Avoiding deadlock scenarios

When you apply response time thresholds to components and specify a low number of minimum instances, the server may deadlock with some application architectures, including:

To understand how deadlock can occur and how to avoid it, you must first understand how the Performance Monitor governs client load. During normal operation (after server start-up), Performance Monitor governs load as follows:

  1. Before an entity starts executing a request, it calls the Performance Monitor to check whether it should proceed.

  2. The Performance Monitor checks the entity’s threshold properties and measured average response time. Based on these values, the entity is blocked temporarily or allowed to execute.

  3. After the request completes, the entity again calls the Performance Monitor, allowing measurement of the actual execution time. Performance Monitor adds this to the average time for the entity.

    If the average time is lower than the configured threshold, Performance Monitor increases the maximum allowable simultaneous instances for the entity by one. On the other hand, if average time is higher than allowed, it reduces maximum allowable instances by one.

    This reduction in maximum allowable instances will continue until maximum allowable Instances is equal to configured Minimum Number of Instances.

During server start-up, Performance monitor uses the same algorithm, but starts with the configured value for Minimum Number of Instances as the maximum number of instances that can execute. The number of instances can grow if initial response times are lower than the specified threshold.

When components make intercomponent calls and are invoked directly by base clients, deadlock can occur when client invocations have exhausted the allowable number of instances, and intercomponent calls require the creation of additional instances. Consider components A and B, both with response-time thresholds configured and a value of 5 for Minimum Allowable Instances, and the following sequence of events:

  1. Five clients invoke A and B, creating five instances of each component.
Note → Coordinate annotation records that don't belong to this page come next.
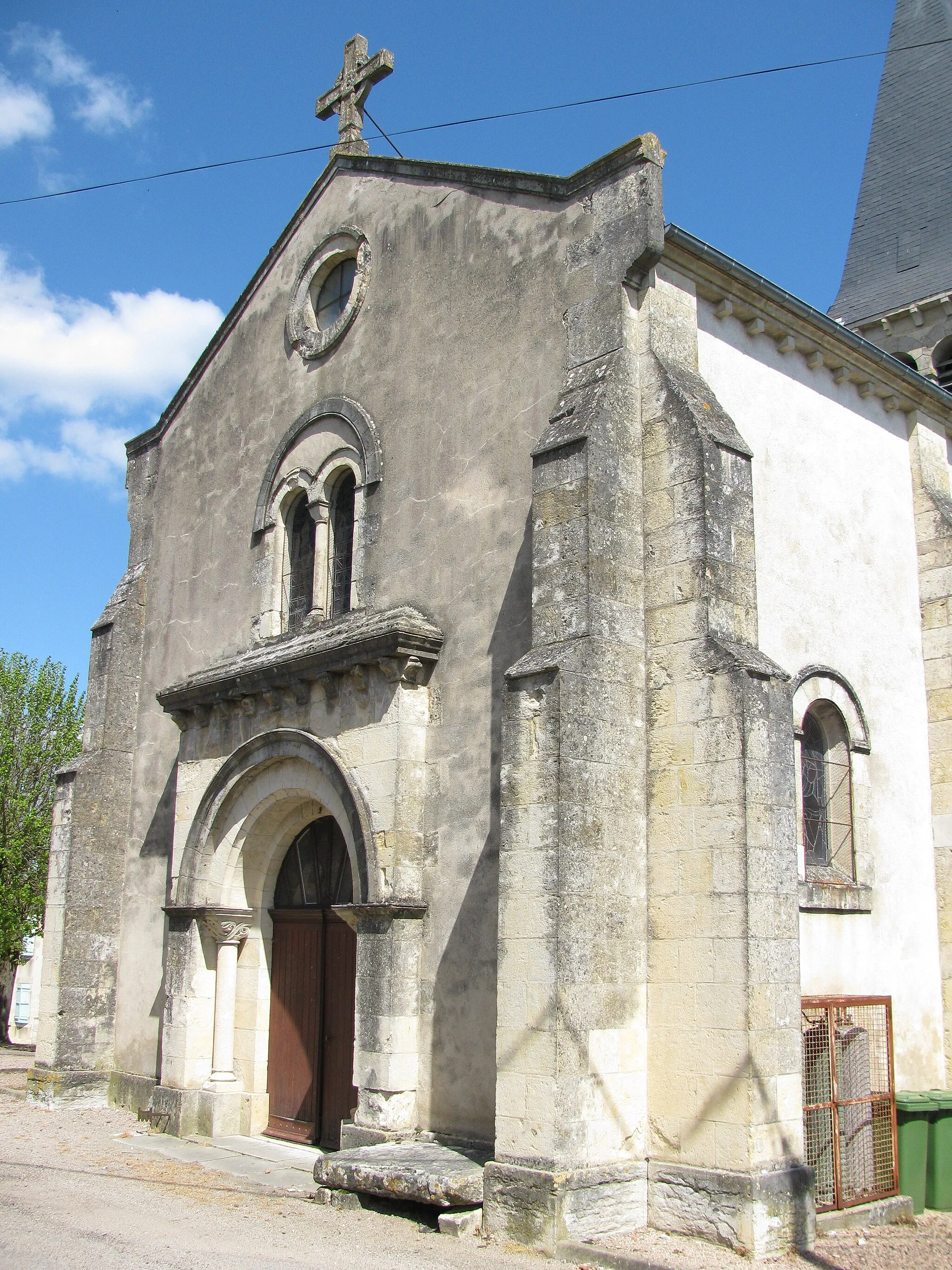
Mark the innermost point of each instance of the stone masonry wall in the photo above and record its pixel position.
(933, 534)
(724, 965)
(82, 1036)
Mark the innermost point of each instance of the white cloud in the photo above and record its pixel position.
(73, 360)
(106, 105)
(25, 113)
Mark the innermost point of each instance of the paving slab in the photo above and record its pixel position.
(247, 1160)
(424, 1173)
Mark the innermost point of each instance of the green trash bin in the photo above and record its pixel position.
(913, 1111)
(939, 1170)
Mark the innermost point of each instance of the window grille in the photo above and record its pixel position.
(21, 1006)
(828, 795)
(299, 565)
(850, 1107)
(342, 552)
(942, 364)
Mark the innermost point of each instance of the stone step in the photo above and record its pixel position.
(424, 1173)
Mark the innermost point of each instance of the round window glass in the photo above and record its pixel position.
(336, 294)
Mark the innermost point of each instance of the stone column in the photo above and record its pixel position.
(228, 931)
(933, 536)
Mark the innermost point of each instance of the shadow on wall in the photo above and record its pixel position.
(464, 1048)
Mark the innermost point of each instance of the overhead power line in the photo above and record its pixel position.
(484, 119)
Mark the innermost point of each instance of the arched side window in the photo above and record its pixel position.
(827, 788)
(341, 548)
(832, 748)
(942, 364)
(299, 564)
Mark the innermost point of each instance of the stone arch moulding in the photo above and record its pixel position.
(339, 408)
(242, 766)
(836, 687)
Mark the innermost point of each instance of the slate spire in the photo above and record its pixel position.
(900, 251)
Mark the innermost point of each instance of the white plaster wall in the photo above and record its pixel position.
(837, 585)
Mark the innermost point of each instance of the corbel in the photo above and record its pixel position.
(332, 687)
(402, 670)
(300, 690)
(358, 676)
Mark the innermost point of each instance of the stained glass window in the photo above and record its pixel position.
(317, 869)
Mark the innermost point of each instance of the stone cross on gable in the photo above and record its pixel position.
(350, 93)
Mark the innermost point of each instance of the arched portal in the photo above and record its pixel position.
(314, 977)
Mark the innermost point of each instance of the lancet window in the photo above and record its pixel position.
(827, 795)
(299, 563)
(341, 554)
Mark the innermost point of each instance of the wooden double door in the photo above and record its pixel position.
(311, 1038)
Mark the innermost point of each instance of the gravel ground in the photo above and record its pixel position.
(75, 1193)
(925, 1246)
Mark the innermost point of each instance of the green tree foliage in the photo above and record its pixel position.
(41, 727)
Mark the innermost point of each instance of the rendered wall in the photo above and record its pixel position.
(838, 585)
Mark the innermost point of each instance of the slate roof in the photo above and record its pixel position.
(902, 244)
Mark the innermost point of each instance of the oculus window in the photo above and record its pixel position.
(336, 293)
(329, 293)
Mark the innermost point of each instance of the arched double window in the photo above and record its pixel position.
(827, 789)
(319, 549)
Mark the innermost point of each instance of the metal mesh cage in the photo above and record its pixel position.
(850, 1111)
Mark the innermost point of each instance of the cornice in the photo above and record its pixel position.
(768, 310)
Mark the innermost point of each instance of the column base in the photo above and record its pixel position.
(757, 1213)
(541, 1210)
(53, 1088)
(386, 1110)
(207, 1113)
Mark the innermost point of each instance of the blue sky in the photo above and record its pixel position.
(106, 299)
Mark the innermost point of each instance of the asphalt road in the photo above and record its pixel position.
(78, 1192)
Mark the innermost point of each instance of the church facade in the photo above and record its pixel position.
(529, 686)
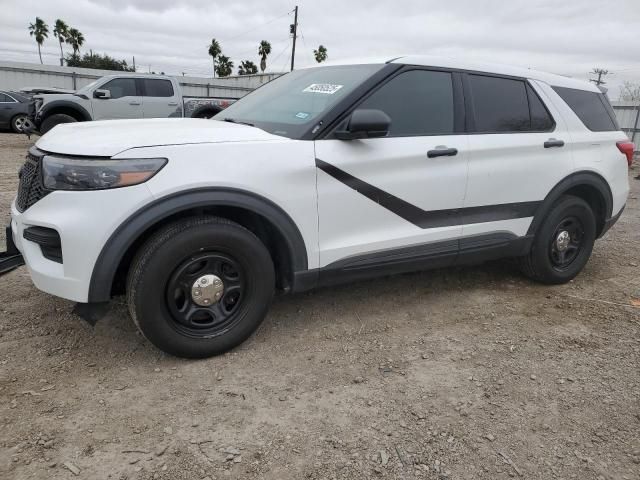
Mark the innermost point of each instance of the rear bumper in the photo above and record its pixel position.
(611, 222)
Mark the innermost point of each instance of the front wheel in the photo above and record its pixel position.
(200, 286)
(563, 243)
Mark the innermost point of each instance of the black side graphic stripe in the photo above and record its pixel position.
(432, 218)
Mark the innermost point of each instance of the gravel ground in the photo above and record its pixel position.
(473, 373)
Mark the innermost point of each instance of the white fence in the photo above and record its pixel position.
(17, 75)
(628, 116)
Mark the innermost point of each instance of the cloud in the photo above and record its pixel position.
(568, 37)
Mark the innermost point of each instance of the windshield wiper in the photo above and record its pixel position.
(233, 120)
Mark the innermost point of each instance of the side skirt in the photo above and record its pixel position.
(464, 251)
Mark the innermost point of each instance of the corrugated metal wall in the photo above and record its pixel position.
(16, 75)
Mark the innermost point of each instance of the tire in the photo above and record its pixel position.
(556, 258)
(161, 286)
(53, 120)
(18, 122)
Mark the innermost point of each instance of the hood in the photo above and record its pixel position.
(108, 137)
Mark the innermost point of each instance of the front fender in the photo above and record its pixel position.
(130, 230)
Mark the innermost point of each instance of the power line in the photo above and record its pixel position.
(257, 27)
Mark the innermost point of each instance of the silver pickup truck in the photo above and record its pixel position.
(121, 97)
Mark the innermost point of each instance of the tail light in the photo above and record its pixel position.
(627, 149)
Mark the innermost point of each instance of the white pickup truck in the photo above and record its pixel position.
(122, 97)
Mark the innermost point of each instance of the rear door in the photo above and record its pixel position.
(377, 196)
(518, 151)
(160, 99)
(125, 101)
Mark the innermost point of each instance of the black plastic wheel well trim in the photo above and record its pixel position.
(577, 179)
(138, 223)
(66, 104)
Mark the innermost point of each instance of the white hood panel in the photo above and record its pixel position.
(109, 137)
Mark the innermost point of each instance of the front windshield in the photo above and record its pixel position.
(291, 104)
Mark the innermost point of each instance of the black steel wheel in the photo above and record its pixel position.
(566, 243)
(563, 242)
(204, 293)
(200, 286)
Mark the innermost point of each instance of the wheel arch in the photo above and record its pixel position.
(588, 185)
(261, 216)
(68, 108)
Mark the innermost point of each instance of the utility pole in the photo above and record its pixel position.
(294, 31)
(601, 73)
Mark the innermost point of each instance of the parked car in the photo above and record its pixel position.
(119, 97)
(325, 175)
(14, 110)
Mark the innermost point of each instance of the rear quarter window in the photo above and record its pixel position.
(590, 107)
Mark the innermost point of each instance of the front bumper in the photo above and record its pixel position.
(84, 221)
(11, 258)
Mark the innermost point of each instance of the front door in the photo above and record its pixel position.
(402, 191)
(125, 101)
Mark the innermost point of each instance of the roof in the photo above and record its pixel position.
(477, 66)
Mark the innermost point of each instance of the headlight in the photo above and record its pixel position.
(61, 173)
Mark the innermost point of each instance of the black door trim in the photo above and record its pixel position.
(430, 218)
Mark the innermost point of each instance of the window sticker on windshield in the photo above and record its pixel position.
(326, 88)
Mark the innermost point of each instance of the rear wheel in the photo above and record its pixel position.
(200, 286)
(55, 119)
(563, 243)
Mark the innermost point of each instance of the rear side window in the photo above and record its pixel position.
(500, 104)
(590, 107)
(541, 120)
(419, 102)
(157, 88)
(121, 87)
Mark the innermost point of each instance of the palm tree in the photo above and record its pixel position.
(61, 30)
(320, 54)
(214, 50)
(224, 66)
(264, 50)
(247, 67)
(40, 31)
(75, 39)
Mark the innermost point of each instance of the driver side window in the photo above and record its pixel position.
(419, 102)
(121, 87)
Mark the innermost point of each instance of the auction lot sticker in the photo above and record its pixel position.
(326, 88)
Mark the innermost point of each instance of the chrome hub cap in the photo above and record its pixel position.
(563, 240)
(207, 290)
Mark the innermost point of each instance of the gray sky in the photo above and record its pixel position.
(568, 37)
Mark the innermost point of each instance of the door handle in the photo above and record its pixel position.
(552, 142)
(442, 152)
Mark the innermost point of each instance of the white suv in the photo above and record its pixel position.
(325, 175)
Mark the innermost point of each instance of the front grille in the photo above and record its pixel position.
(30, 187)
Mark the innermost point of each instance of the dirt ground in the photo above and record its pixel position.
(466, 373)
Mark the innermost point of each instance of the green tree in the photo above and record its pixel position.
(320, 54)
(264, 50)
(75, 39)
(214, 50)
(60, 31)
(247, 67)
(95, 60)
(224, 66)
(40, 31)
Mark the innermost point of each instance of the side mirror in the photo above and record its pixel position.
(104, 94)
(365, 123)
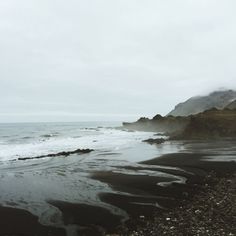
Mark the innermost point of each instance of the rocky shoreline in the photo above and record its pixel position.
(211, 211)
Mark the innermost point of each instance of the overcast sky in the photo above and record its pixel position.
(69, 60)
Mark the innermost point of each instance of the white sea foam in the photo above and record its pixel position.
(99, 139)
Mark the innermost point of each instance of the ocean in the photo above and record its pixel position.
(118, 167)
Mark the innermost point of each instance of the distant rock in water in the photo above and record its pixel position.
(154, 140)
(65, 153)
(195, 105)
(210, 124)
(231, 106)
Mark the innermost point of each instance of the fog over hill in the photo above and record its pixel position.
(232, 105)
(194, 105)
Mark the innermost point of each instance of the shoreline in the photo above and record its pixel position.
(211, 211)
(149, 192)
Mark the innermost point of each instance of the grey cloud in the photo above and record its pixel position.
(103, 58)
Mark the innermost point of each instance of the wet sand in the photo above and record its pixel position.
(16, 222)
(148, 192)
(149, 204)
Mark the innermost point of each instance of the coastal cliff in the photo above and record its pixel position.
(212, 123)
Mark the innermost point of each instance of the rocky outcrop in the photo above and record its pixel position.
(195, 105)
(209, 124)
(161, 124)
(231, 106)
(65, 154)
(154, 140)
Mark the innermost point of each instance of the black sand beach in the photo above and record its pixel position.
(185, 193)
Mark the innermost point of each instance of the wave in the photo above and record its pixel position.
(104, 139)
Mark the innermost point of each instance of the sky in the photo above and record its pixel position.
(76, 60)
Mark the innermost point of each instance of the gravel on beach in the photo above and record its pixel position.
(211, 212)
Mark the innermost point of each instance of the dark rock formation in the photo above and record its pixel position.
(194, 105)
(213, 123)
(77, 151)
(154, 140)
(231, 106)
(166, 125)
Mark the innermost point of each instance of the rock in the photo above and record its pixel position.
(154, 141)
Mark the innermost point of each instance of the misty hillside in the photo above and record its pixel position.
(232, 105)
(194, 105)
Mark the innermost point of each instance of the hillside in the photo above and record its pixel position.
(232, 105)
(194, 105)
(210, 124)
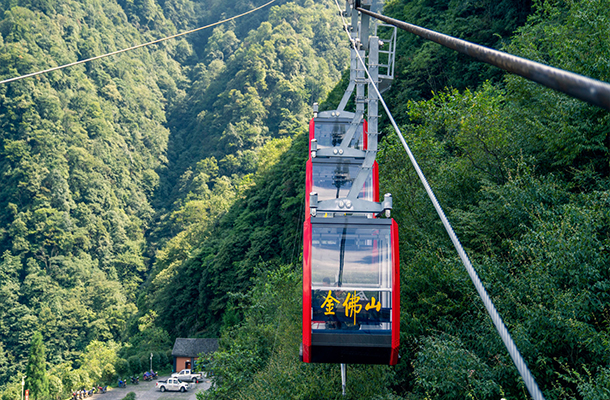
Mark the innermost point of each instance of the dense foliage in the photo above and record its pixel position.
(159, 194)
(522, 173)
(115, 172)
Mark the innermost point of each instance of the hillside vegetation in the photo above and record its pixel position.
(523, 174)
(160, 193)
(114, 170)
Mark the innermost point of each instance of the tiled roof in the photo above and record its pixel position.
(193, 347)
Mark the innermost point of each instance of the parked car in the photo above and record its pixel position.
(186, 375)
(172, 384)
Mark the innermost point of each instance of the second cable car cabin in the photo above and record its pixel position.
(351, 297)
(332, 177)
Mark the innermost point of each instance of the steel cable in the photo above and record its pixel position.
(135, 47)
(510, 345)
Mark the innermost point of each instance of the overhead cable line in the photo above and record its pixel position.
(510, 345)
(581, 87)
(137, 46)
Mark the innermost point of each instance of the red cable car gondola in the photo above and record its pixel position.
(351, 303)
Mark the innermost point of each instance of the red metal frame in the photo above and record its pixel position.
(307, 290)
(395, 294)
(365, 130)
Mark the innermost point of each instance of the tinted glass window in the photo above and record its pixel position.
(330, 133)
(332, 181)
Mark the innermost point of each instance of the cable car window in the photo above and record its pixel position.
(333, 181)
(351, 278)
(330, 133)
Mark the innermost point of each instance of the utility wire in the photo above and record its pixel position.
(525, 373)
(581, 87)
(137, 46)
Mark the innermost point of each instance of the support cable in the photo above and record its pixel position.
(136, 47)
(510, 345)
(581, 87)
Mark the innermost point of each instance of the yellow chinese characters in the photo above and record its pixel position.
(328, 303)
(352, 308)
(373, 304)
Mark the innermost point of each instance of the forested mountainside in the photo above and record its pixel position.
(107, 165)
(159, 193)
(523, 174)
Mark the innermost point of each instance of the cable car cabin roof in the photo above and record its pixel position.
(329, 131)
(351, 300)
(332, 178)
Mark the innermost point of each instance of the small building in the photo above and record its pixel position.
(187, 350)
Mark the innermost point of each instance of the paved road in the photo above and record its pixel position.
(147, 391)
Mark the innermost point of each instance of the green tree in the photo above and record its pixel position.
(37, 380)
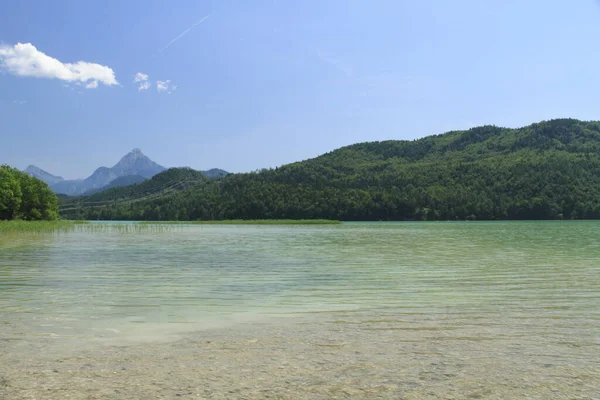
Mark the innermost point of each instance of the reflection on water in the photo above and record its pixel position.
(524, 288)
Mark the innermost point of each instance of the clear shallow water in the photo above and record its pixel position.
(524, 291)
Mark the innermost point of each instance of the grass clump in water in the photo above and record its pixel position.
(249, 222)
(18, 226)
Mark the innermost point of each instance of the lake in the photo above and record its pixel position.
(497, 310)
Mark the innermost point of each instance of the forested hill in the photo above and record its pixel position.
(24, 197)
(548, 170)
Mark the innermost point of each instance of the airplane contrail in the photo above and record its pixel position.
(182, 34)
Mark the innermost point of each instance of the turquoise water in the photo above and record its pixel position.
(94, 282)
(525, 283)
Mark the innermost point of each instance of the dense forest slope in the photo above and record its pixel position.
(25, 197)
(548, 170)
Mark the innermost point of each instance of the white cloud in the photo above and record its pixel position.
(142, 80)
(165, 86)
(144, 86)
(23, 59)
(140, 77)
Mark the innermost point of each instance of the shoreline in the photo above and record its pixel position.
(305, 358)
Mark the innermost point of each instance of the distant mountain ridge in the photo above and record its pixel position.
(547, 170)
(133, 163)
(133, 168)
(126, 180)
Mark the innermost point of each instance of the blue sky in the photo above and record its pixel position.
(263, 83)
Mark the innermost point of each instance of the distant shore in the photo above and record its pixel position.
(250, 222)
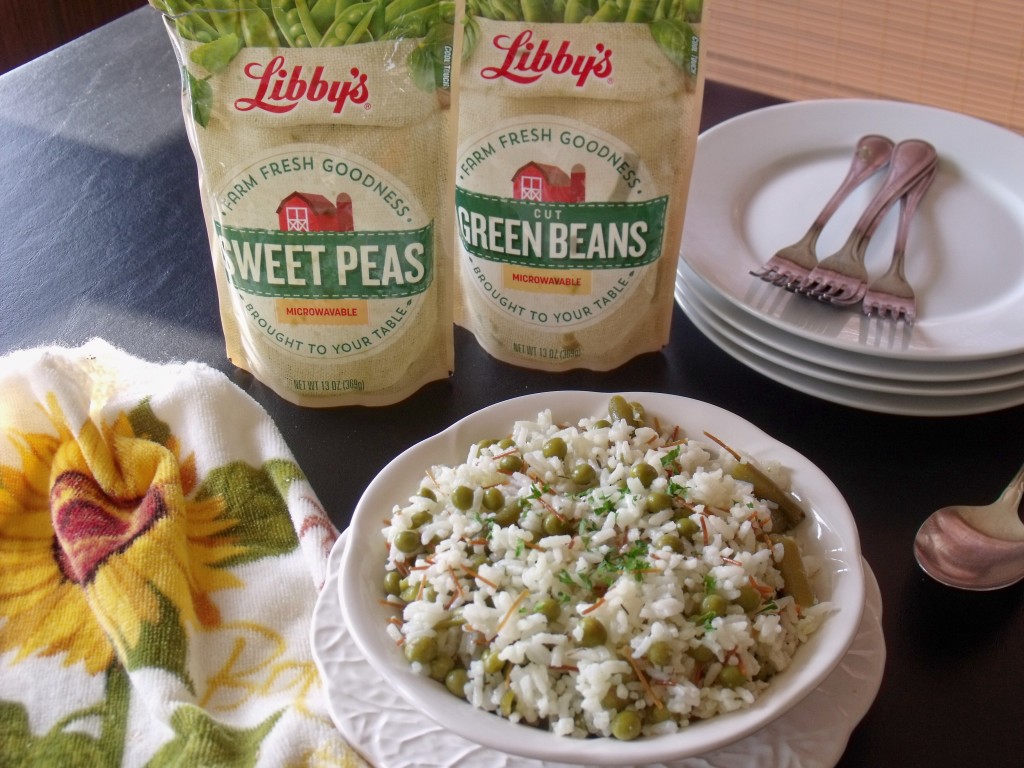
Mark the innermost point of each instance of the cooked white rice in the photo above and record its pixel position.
(473, 584)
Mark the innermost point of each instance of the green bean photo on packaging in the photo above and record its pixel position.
(671, 22)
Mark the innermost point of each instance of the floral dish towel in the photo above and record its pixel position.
(160, 557)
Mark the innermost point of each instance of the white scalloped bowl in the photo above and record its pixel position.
(829, 532)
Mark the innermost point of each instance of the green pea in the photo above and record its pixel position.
(510, 464)
(550, 607)
(440, 668)
(645, 473)
(555, 449)
(659, 653)
(410, 592)
(620, 410)
(556, 524)
(611, 699)
(687, 526)
(750, 598)
(583, 474)
(422, 649)
(494, 499)
(731, 677)
(592, 633)
(462, 497)
(421, 518)
(493, 664)
(407, 542)
(657, 501)
(508, 514)
(626, 725)
(716, 604)
(670, 541)
(655, 715)
(456, 682)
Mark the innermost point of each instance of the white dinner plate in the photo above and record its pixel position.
(379, 723)
(883, 402)
(692, 301)
(775, 338)
(760, 178)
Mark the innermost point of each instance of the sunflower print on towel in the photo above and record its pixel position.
(141, 592)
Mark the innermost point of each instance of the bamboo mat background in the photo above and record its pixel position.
(966, 55)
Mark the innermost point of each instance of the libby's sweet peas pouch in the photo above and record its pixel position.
(578, 127)
(324, 132)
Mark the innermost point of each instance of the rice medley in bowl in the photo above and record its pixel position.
(608, 577)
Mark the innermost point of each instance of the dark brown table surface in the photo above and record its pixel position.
(101, 233)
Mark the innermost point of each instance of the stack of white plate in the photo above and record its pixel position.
(758, 182)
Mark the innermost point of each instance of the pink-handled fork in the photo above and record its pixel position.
(842, 278)
(891, 295)
(791, 265)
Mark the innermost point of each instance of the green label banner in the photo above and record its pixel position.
(328, 264)
(561, 236)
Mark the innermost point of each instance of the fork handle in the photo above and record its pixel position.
(908, 204)
(872, 152)
(911, 159)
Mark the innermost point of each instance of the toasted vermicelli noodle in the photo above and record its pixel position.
(602, 578)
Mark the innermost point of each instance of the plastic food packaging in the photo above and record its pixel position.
(324, 134)
(578, 126)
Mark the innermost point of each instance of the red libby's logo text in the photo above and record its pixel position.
(525, 61)
(280, 89)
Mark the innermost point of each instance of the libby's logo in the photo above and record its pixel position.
(526, 61)
(281, 90)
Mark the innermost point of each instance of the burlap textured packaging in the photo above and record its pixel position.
(325, 170)
(576, 145)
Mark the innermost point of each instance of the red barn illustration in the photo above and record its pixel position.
(307, 212)
(548, 183)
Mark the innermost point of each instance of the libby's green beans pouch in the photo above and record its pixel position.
(578, 127)
(324, 134)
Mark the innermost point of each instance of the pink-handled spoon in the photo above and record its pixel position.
(975, 548)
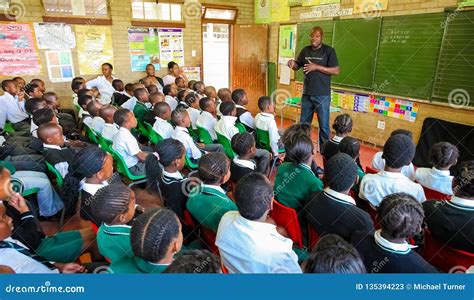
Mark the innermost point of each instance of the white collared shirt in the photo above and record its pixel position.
(127, 146)
(266, 121)
(438, 180)
(378, 163)
(226, 127)
(254, 247)
(207, 121)
(182, 134)
(374, 187)
(163, 128)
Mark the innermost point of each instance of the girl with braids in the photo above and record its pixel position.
(90, 170)
(164, 178)
(208, 202)
(156, 237)
(387, 250)
(343, 127)
(113, 206)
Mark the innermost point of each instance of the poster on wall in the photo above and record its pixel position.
(94, 47)
(18, 53)
(171, 46)
(60, 65)
(143, 44)
(54, 36)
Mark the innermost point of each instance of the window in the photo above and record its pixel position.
(156, 11)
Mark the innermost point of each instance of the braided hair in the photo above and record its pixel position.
(400, 216)
(86, 163)
(109, 202)
(213, 167)
(152, 233)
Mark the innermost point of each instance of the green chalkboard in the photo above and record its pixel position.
(304, 38)
(355, 42)
(454, 80)
(408, 54)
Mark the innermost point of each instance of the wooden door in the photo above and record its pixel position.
(249, 57)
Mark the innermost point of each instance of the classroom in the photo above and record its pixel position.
(246, 136)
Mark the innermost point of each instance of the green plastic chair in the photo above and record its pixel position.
(227, 145)
(204, 136)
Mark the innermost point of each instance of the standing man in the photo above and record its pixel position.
(319, 62)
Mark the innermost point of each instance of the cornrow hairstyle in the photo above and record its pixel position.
(109, 202)
(443, 155)
(86, 163)
(333, 254)
(168, 150)
(400, 216)
(195, 262)
(242, 143)
(152, 233)
(464, 180)
(213, 167)
(342, 124)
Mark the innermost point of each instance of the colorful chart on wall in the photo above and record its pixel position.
(54, 36)
(143, 44)
(60, 65)
(18, 53)
(171, 46)
(94, 47)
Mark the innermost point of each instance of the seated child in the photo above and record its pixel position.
(155, 237)
(247, 242)
(378, 162)
(181, 133)
(400, 217)
(208, 118)
(113, 207)
(333, 211)
(343, 127)
(55, 152)
(442, 156)
(398, 152)
(162, 125)
(208, 202)
(265, 120)
(451, 222)
(239, 96)
(125, 143)
(107, 112)
(334, 255)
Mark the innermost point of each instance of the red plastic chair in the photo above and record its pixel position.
(286, 217)
(445, 257)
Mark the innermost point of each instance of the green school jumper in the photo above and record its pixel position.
(114, 242)
(208, 206)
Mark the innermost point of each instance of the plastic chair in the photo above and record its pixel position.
(204, 136)
(444, 257)
(227, 145)
(286, 217)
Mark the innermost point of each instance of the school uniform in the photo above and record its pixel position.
(59, 157)
(452, 222)
(207, 121)
(331, 212)
(247, 246)
(266, 121)
(378, 163)
(374, 187)
(382, 256)
(438, 180)
(208, 205)
(163, 128)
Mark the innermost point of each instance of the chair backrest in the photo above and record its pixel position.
(445, 257)
(224, 141)
(204, 135)
(287, 217)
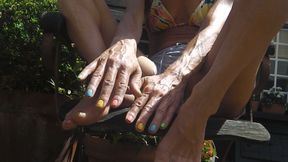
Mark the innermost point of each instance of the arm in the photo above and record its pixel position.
(250, 24)
(118, 65)
(202, 43)
(130, 27)
(169, 87)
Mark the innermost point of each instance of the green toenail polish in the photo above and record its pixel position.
(89, 92)
(163, 126)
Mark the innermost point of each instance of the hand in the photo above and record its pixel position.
(115, 68)
(162, 95)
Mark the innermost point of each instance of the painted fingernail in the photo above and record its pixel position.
(81, 76)
(163, 126)
(89, 92)
(140, 127)
(67, 124)
(115, 103)
(100, 104)
(129, 119)
(82, 115)
(152, 128)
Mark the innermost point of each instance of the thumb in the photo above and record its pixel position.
(136, 82)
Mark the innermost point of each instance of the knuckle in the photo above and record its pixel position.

  2. A attempts to call B, but is blocked because measured response times are over the threshold (or the server is just starting, and no response times have been measured).

  3. B attempts to call A, but is blocked because measured response times are over the threshold. A and B are deadlocked.

To avoid this pitfall, you can either remove response time monitoring from the components and apply it to the network listener, or split the component logic into two sets of components. Create a thin wrapper to be invoked by base clients, calling the original component to invoke the logic that requires intercomponent calls. Configure response time monitoring only on the wrapper components that are invoked directly by the base clients.

A component that calls itself recursively can deadlock in a similar scenario. The cure is also similar. Remove response time monitoring from the components and apply it to the network listener, or create a wrapper component to be invoked by base clients and call the recursive component, with response time monitoring configured for the wrapper component instead of the recursive component.

If you suspect your components may be deadlocked due to response time monitoring, analyze the stack traces in the performance monitor statistics.